El concepto de felicidad de la clase alta es siempre deshonroso para las clases subalternas. Es decir: el pobre no puede gozar del esfuerzo de su trabajo. Lo mejor es que esté sometido al escarnio de su opresor. Porque es la normalidad imperante. Esta cosa tortuosa de pagar la luz, el agua, el gas y hasta las papas en dólares. Todo comunicado para un combo de idiotas en un marco de idiotez generalizada. Los idiotas necesitan odiar al otro para evanecerse. Ni siquiera para crecer, diluidos en su profunda idiotez.

Un punto nodal que el peronismo siempre se dedicó a destruir con hechos concretos. Para el peronismo no existía el hambre. Las cuatro comidas estaban garantizadas y los únicos beneficiados eran los niños. El peronismo no habla de pan. Habla de justicia y de distribución del ingreso. Es un movimiento expansivo que logró convertir a la sociedad con el surgimiento de la clase media urbana y las capas de trabajadores que se asentaron en Buenos Aires después de 1945.

El que suele defender el goce peronista es el actor Dady Brieva, y lo hace desde su identidad. “¿Por qué el negro no puede vivir en Puerto Madero o andar en un coche alemán? ¿Dónde está escrito que los laburantes no pueden darse los mismos gustos que los ricos e irse de vacaciones con su familia al lugar que quieran? ¿Por qué dejamos que controlen nuestro deseo con parámetros ajenos?”.

Lo propio se han preguntado Pedro Saborido y Daniel Santoro en diversas charlas y debates. El espinoso asunto de “subir a todos y todas al goce capitalista” genera resquemor incluso en sectores del progresismo vernáculo. Hay una anécdota que puede servir para explicar el incordio. Cuando Evita estaba construyendo la República de los Niños en La Plata (proyecto que le sirvió a Disney de ejemplo) fue visitada por un familiar de la ministra de Seguridad, Francisco Bullrich, quien cuestionó los chalets y el costo de los pisos de roble de Eslovenia. “Con ese mismo dinero yo le garantizo que puedo construir cincuenta o sesenta viviendas para obreros”, dijo Bullrich. Evita le preguntó cómo serían esas viviendas para obreros. Y al notar que no reunían la calidad de sus chalets para descamisados, con todas las comodidades, la conversación se terminó.

Evita quería asado para los trabajadores, no falda como promueven los cocineros de clase alta de un canal gourmet en 2018. No es lo mismo. Nunca fue lo mismo. La igualdad tiene sus costos para la convivencia. No es lo mismo negociar salarios al alza, que padecer una inflación del 45%. No es lo mismo fugar 20 mil millones de dólares, que pagar la deuda con el FMI, y en un ciclo de quiromancia del oprobio, endeudarse por un siglo en 116 mil millones de dólares. Lo que se dice una fiesta demasiado cara que será indefectiblemente una herencia atroz. Así las cosas, la felicidad de una minoría odiosa provoca la infelicidad de una mayoría ausente del discurso dominante.

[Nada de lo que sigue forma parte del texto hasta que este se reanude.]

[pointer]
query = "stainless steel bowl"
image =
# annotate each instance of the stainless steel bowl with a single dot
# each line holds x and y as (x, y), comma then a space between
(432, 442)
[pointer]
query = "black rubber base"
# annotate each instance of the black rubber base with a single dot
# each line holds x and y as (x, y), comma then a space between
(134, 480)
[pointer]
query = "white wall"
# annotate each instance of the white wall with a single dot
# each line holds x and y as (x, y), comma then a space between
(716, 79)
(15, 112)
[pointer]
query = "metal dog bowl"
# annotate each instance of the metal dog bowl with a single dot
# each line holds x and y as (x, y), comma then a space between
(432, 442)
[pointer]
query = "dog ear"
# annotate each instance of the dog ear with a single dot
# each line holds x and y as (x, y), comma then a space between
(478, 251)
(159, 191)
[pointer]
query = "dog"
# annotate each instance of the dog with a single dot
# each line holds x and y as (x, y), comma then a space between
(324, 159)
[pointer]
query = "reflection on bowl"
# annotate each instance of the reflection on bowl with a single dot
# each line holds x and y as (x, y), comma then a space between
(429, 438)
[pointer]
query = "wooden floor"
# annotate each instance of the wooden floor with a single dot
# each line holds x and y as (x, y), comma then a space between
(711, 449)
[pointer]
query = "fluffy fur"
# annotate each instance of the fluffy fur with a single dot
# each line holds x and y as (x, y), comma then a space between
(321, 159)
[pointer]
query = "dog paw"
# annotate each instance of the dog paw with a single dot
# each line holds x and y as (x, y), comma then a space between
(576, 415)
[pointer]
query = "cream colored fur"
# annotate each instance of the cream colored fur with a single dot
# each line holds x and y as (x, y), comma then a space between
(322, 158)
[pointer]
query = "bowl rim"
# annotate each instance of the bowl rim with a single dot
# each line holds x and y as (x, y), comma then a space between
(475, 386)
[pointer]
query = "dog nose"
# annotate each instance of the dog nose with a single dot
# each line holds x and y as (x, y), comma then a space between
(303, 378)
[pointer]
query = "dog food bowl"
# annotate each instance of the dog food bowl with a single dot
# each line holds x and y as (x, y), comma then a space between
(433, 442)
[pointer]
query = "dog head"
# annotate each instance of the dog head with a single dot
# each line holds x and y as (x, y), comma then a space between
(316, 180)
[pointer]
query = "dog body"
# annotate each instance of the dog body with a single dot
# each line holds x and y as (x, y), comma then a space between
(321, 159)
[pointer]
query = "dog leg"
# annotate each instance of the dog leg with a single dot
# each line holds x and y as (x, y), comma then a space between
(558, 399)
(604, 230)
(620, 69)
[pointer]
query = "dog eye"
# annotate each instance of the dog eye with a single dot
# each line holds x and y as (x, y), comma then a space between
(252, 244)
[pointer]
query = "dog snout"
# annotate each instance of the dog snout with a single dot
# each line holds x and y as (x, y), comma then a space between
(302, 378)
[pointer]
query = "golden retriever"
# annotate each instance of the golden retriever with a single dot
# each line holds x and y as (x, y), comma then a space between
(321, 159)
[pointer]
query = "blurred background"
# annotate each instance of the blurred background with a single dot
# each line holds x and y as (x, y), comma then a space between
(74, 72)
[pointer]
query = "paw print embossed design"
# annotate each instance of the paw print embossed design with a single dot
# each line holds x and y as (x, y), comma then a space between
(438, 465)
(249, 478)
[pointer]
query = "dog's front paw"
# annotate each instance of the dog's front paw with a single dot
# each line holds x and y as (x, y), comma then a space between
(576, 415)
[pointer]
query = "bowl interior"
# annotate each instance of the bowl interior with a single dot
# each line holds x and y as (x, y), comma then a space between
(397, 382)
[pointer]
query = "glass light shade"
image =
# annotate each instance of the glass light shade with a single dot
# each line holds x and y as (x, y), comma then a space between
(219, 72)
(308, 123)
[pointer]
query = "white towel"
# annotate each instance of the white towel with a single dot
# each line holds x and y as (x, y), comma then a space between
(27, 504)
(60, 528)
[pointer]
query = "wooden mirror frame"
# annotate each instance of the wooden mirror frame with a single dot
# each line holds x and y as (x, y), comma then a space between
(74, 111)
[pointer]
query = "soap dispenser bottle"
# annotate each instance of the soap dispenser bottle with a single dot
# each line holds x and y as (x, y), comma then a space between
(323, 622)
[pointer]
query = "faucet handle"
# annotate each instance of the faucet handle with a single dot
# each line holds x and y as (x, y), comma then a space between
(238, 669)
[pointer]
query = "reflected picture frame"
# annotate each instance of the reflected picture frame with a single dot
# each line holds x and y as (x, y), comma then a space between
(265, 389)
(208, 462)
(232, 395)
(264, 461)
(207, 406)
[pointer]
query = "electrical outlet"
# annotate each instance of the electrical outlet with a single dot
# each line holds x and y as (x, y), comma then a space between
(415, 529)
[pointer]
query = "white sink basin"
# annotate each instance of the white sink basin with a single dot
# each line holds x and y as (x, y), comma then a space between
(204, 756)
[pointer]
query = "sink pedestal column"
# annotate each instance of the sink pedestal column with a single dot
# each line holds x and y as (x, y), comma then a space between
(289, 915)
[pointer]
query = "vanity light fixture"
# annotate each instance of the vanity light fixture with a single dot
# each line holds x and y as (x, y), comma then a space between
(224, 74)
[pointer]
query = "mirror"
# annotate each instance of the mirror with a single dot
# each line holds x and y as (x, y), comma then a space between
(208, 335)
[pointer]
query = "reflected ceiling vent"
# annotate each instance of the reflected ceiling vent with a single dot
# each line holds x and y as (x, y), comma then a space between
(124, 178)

Y mi barrio sigue estropeado. El bodegón vende tres ofertas a la carta. Incluyen una copa de vino, lentejas, pasta y un pollo inflado. Pocos comensales, ocho empleados. El baño abajo. Hay olor a orina. Una escalera país. El local de venta de oro cerró. Donde había un árbol frondoso hay una avenida. Los gatos maúllan desde las terrazas más vacunados que sus dueños.

Evita los mandaría a la mierda con razón.

No hay motivos para ser esclavos. La llave de la felicidad.